Basic System Health Checks#
To confirm that your system is healthy and is correctly configured, check the compute performance and memory bandwidth with some simple benchmarks.
STREAM#
Use the STREAM benchmark to check LPDDR5X memory bandwidth. The following commands download and compile STREAM with a total memory footprint of approximately 2.7 GB, which is sufficient to exceed the L3 cache without excessive runtime.
Note
We recommend GCC version 12.3 or later.
$ wget https://www.cs.virginia.edu/stream/FTP/Code/stream.c
$ gcc -Ofast -mcpu=neoverse-v2 -fopenmp \
-DSTREAM_ARRAY_SIZE=120000000 -DNTIMES=200 \
-o stream_openmp.exe stream.c
To run STREAM, set the number of OpenMP threads (OMP_NUM_THREADS
) according to the following example. To distribute the threads evenly over all available cores and maximize bandwidth, use OMP_PROC_BIND=spread
.
$ OMP_NUM_THREADS={THREADS} OMP_PROC_BIND=spread ./stream_openmp.exe
System bandwidth is proportional to the memory capacity.
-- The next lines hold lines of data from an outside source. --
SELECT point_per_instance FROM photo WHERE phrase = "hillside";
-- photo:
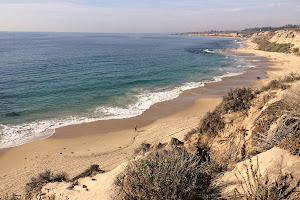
(245, 148)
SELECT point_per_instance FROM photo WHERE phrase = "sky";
(145, 16)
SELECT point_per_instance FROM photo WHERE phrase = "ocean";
(50, 80)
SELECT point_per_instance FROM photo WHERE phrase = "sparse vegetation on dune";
(254, 186)
(42, 179)
(184, 170)
(165, 174)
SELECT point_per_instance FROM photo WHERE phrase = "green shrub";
(275, 84)
(92, 170)
(256, 187)
(189, 134)
(165, 174)
(211, 123)
(263, 45)
(274, 47)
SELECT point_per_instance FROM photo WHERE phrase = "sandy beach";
(73, 149)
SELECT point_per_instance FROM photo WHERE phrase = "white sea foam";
(246, 66)
(228, 74)
(14, 135)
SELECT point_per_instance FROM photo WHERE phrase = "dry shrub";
(143, 148)
(165, 174)
(264, 121)
(211, 123)
(256, 187)
(238, 99)
(281, 47)
(42, 179)
(91, 171)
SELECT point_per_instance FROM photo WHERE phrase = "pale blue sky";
(145, 16)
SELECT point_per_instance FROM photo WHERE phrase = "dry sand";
(74, 148)
(74, 155)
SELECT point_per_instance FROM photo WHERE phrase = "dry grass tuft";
(254, 186)
(165, 174)
(91, 171)
(143, 148)
(285, 115)
(212, 123)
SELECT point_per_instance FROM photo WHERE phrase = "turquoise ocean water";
(49, 80)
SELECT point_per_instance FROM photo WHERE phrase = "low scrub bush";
(143, 148)
(274, 47)
(91, 171)
(285, 115)
(190, 134)
(275, 84)
(212, 123)
(42, 179)
(165, 174)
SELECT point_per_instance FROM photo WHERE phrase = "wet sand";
(110, 142)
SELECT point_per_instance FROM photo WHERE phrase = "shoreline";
(75, 154)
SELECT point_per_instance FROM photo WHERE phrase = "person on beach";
(135, 128)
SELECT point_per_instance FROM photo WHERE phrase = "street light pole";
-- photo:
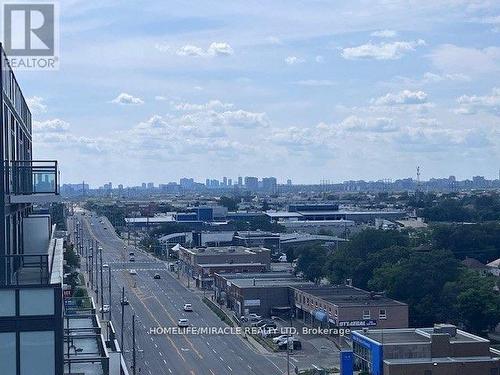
(109, 291)
(133, 344)
(123, 312)
(102, 288)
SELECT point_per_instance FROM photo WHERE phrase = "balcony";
(33, 181)
(41, 268)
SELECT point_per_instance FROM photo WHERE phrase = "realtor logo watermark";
(31, 35)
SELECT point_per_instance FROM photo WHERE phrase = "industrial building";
(202, 263)
(340, 306)
(348, 307)
(439, 350)
(263, 294)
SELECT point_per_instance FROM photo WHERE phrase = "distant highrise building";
(269, 184)
(252, 183)
(186, 183)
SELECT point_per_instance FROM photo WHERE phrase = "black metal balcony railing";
(25, 269)
(33, 177)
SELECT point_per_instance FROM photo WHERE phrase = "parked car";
(183, 323)
(281, 338)
(297, 345)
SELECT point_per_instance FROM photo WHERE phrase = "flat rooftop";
(342, 295)
(225, 250)
(414, 335)
(268, 279)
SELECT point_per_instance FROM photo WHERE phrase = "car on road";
(281, 338)
(183, 322)
(291, 342)
(262, 323)
(251, 318)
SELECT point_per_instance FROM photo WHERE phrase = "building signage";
(358, 323)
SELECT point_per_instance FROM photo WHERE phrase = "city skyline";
(334, 89)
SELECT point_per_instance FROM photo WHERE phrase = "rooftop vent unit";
(450, 329)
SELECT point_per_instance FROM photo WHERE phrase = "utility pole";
(109, 291)
(102, 288)
(122, 302)
(133, 344)
(96, 272)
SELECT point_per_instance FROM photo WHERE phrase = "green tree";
(473, 301)
(311, 263)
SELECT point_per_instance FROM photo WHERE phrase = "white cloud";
(215, 49)
(433, 77)
(220, 49)
(50, 126)
(212, 104)
(163, 47)
(319, 59)
(376, 125)
(473, 104)
(293, 60)
(127, 99)
(190, 50)
(401, 98)
(315, 82)
(384, 33)
(381, 51)
(453, 59)
(273, 40)
(244, 119)
(36, 104)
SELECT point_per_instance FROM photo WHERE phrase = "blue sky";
(307, 90)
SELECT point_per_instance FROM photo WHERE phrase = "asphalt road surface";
(159, 303)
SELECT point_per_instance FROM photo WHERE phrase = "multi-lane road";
(159, 303)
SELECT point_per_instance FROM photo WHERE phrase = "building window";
(37, 352)
(382, 314)
(8, 353)
(7, 303)
(36, 301)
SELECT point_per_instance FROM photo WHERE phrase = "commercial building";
(31, 255)
(264, 294)
(202, 263)
(330, 212)
(348, 307)
(320, 306)
(440, 350)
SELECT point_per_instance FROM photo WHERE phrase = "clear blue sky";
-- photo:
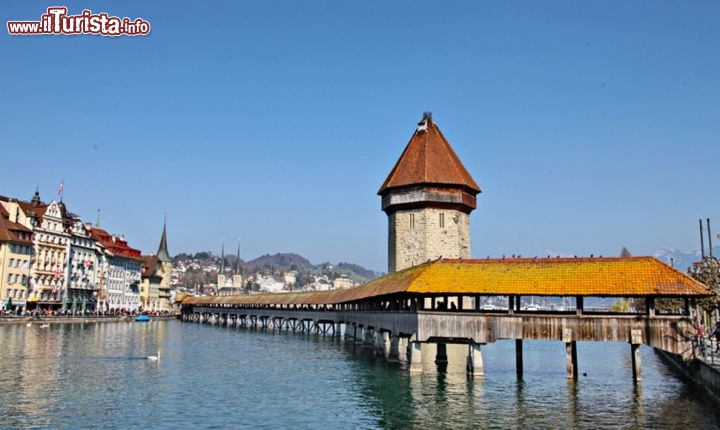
(588, 125)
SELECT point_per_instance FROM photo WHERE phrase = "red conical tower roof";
(428, 159)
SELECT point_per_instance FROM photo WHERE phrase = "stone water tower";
(428, 197)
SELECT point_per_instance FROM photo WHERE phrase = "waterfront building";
(121, 273)
(83, 269)
(228, 286)
(428, 197)
(150, 286)
(15, 252)
(237, 276)
(51, 246)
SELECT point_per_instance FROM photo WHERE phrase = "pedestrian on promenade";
(700, 337)
(716, 333)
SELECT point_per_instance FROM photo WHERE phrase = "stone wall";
(418, 235)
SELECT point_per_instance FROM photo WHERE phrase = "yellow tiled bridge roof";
(600, 277)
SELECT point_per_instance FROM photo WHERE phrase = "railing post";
(570, 354)
(635, 341)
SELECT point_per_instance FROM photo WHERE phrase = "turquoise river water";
(96, 375)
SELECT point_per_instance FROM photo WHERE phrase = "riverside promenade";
(70, 319)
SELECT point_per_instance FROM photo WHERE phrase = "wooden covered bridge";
(442, 302)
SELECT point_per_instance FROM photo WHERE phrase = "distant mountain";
(681, 260)
(363, 272)
(281, 260)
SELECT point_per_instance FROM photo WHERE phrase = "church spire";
(163, 254)
(237, 260)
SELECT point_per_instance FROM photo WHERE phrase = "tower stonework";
(428, 197)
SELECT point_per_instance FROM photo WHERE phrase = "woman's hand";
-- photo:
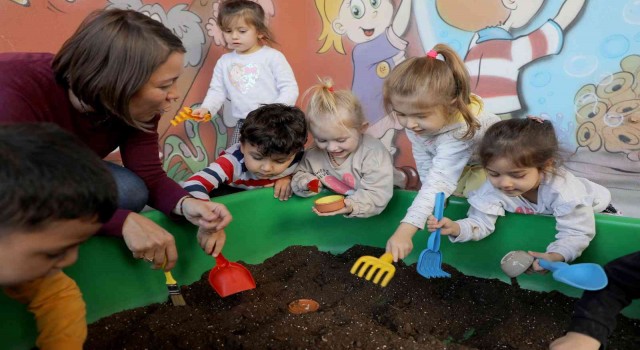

Locate your system’s memory capacity in the following table and use the given parameters to generate the expected score for STREAM TRIAD. For example, when running on a Grace-Hopper Superchip with a memory capacity of 120 GB, this command will score at least 450 GB/s in STREAM TRIAD:
$ OMP_NUM_THREADS=72 OMP_PROC_BIND=spread ./stream_openmp.exe
Similarly, the following command will score at least 900 GB/s in STREAM TRIAD on a Grace CPU Superchip with a memory capacity of 240 GB:
$ OMP_NUM_THREADS=144 OMP_PROC_BIND=spread numactl -m0,1 ./stream_openmp.exe
Superchip |
Capacity (GB) |
NUM_THREADS** |
Values |
---|---|---|---|
Grace-Hopper |
120 |
72 |
450+ |
Grace-Hopper |
480 |
72 |
340+ |
Grace CPU |
240 |
144 |
900+ |
Grace CPU |
480 |
144 |
900+ |
Grace CPU |
960 |
144 |
680+ |
$ OMP_NUM_THREADS=72 OMP_PROC_BIND=spread numactl -m0,1 ./stream_openmp.exe
-------------------------------------------------------------
STREAM version $Revision: 5.10 $
-------------------------------------------------------------
This system uses 8 bytes per array element.
-------------------------------------------------------------
Array size = 120000000 (elements), Offset = 0 (elements)
Memory per array = 915.5 MiB (= 0.9 GiB).
Total memory required = 2746.6 MiB (= 2.7 GiB).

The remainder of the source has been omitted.